From firstname.lastname@example.org Mon Jun 5 05:37:27 2000
Copyright 2000 InterPress Service, all rights reserved.
Still A Long Way To Go
Women as Leaders Series, IPS, 1 June 2000
BRIDGETOWN, May 31 (IPS) - Most of the region's people are quick to acknowledge that there has been some progress made by women in area of public life in the last five years, but admit that there is still a long way to go when it comes to gender equality.
We are encouraged by the fact that with each succeeding generation we see greater level of self-confidence among women because some of the infrastructural arrangements have changed and enabled them to take advantage of what is being provided.
Also there is increased access to education, says Dr. Joycelin Massiah, Regional Programme Director of the United Nations Fund for Women (UNIFEM).
Massiah, however, cautions that if real change in the situation of the region's women is to be sustained then it is important that men and women be united in their efforts.
"If we are to go forward together - men and women - in a society in which we talk about justice and fair play and equity, we will have to understand each other and not try to obstruct each other," she says.
In the Dominican Republic women now make up 33 percent of the Supreme Court - a situation which many are describing as huge progress.
But although employment rates for women have been generally rising, and in at least four countries - The Bahamas, Barbados, Jamaica and St. Lucia - are approaching the rates for men, in general, female labour force participation rates across the region continue to be lower than those for men.
"They also tend to be restricted to certain occupations and to be paid less even when they have the same qualification and length of service," says one observer.
And in Trinidad and Tobago while, according to Gender Affairs Minister, Daphne Phllips gains have been made for women in the public service and in politics, there is still a significant lack of representation in financial and commercial enterprises.
Also, some still argue that womens contributions to the economy, sizable as they often are, still go underreported, unaccounted and ultimately unrecognised.
UNIFEM too has recognised the peculiarity of the regional situation and therefore plans to change its approach in dealing with gender issues.
"This means we are trying to develop more wholistic programmes than individual projects," says Massiah.
This wholistic approach involves what is being dubbed by the United Nations organisation the "ABC strategy".
"The 'A' is for advocacy, because within our programmes and as an agency, we need to be out there advocating on behalf of women and women's issues," says Massiah.
The 'B' is for brokering. We have an advantage in UNIFEM in that we have grown out of the international womens movement so we have strong links with NGOs, (Non-Governmental Organisations) as well as with governments - so our ability to bring those two groups together allows us to tap into other groups and therefore find a way of getting everyone to work together on the same issues," she adds.

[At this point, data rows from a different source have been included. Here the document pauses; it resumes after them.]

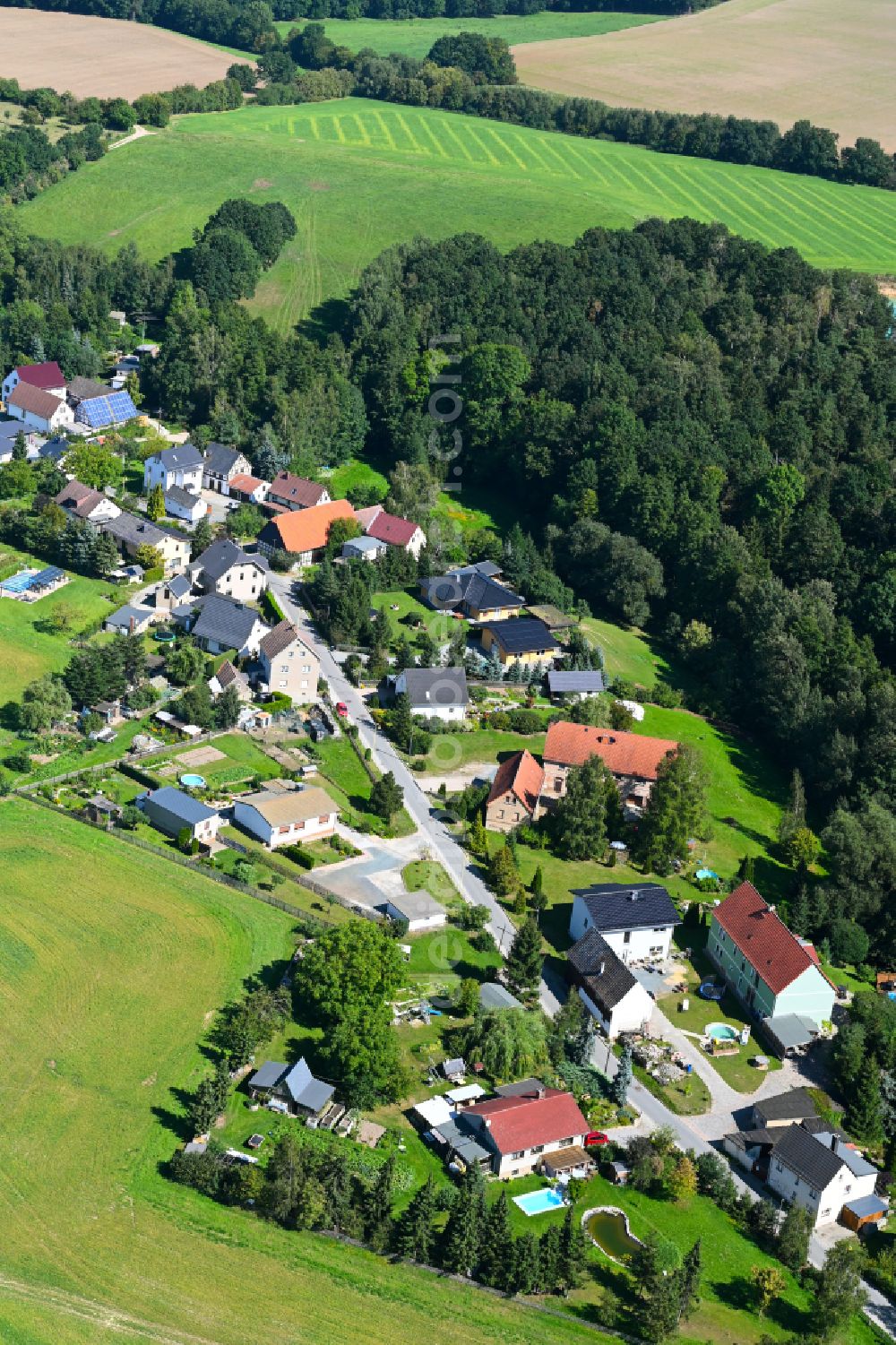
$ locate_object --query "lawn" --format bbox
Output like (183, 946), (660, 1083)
(276, 11), (657, 61)
(18, 98), (896, 331)
(0, 799), (621, 1345)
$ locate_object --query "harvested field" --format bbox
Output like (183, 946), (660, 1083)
(513, 0), (896, 151)
(0, 10), (248, 99)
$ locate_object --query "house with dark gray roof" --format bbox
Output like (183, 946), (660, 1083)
(246, 1056), (336, 1117)
(379, 668), (470, 721)
(137, 784), (220, 845)
(566, 929), (654, 1039)
(190, 537), (271, 602)
(569, 883), (681, 963)
(202, 443), (252, 495)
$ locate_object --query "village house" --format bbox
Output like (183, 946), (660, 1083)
(268, 472), (330, 510)
(569, 883), (681, 963)
(458, 1084), (590, 1177)
(174, 593), (269, 658)
(532, 720), (678, 814)
(202, 443), (252, 495)
(246, 1056), (336, 1117)
(187, 537), (271, 602)
(706, 883), (837, 1052)
(3, 359), (66, 402)
(482, 616), (554, 667)
(419, 567), (524, 629)
(566, 928), (654, 1039)
(97, 513), (190, 574)
(258, 620), (320, 705)
(142, 441), (203, 495)
(53, 480), (121, 524)
(207, 659), (252, 703)
(355, 504), (426, 559)
(5, 381), (74, 435)
(233, 786), (339, 850)
(258, 500), (355, 565)
(379, 668), (470, 724)
(136, 784), (220, 845)
(486, 749), (545, 832)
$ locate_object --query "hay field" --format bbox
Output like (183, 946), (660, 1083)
(0, 8), (247, 99)
(514, 0), (896, 152)
(16, 99), (896, 331)
(0, 799), (609, 1345)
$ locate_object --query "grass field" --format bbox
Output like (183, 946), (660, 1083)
(18, 98), (896, 330)
(514, 0), (896, 151)
(0, 800), (621, 1345)
(276, 10), (657, 61)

Massiah notes that the C is for capacity building since UNIFEM must offer technical assistance and provide necessary resources, for projects which are aimed at the development of women in the region.
The idea, says Massiah, is to bring together as many countries as possible in the region to work together rather than individual countries proceeding with their own plans and programmes.
She notes for example that UNIFEM was able to organise a womens human rights campaign between 1998 and 1999 which had a fair level of success throughout the region.
"It was intended to draw public attention to the issue of violence against women and persuade policy makers to adjust policies and implement new ones in order to address that problem and to encourage women to speak out about the issue and assist others facing the same issue.
"We were able to bring together people in all the different countries. We worked through the Ministry of Education throughout the region and crisis centres," she says.
And this area - violence against women - is one in which Massiah is only too aware that her organisation still has a lot of work to do.
Although in the last five years - since the Beijing conference on women - many of the countries government have implemented laws which seek to address more adequately violence against women, this problem continues to be a big headache for women's groups.
In the northern Caribbean island of Jamaica, for instance, reports indicate that in 1989 just under 2,300 women were victims of rape, domestic violence and incest. By 1999 the figure had jumped to more than 6,600.
While for other Caribbean islands, the figures are not readily available, anecdotal accounts indicate that violence against women is on the rise.
"With regard to violence against women, it is not possible to get an accurate picture of the incidence in all its manifestations in the Caribbean region, nor variations over time because of under- reporting and an inadequate collection and compilation of statistics.
"Still it appears from newspaper reports and from anecdotal evidence that violence against women, for all the attention the issue has been given in the decade of the 1990s, shows no signs of decreasing and may in fact be on the rise," says one report from a Ministerial Conference on Women held in Trinidad and Tobago last year.
Armed with this kind of information, UNIFEM does not plan to let up in its efforts to bring about meaningful change to the condition of women in the region.
UNIFEM was created in 1976, a year after the World Conference on Women in Mexico City, considered the first loud wakeup call to the international community on gender discrimination.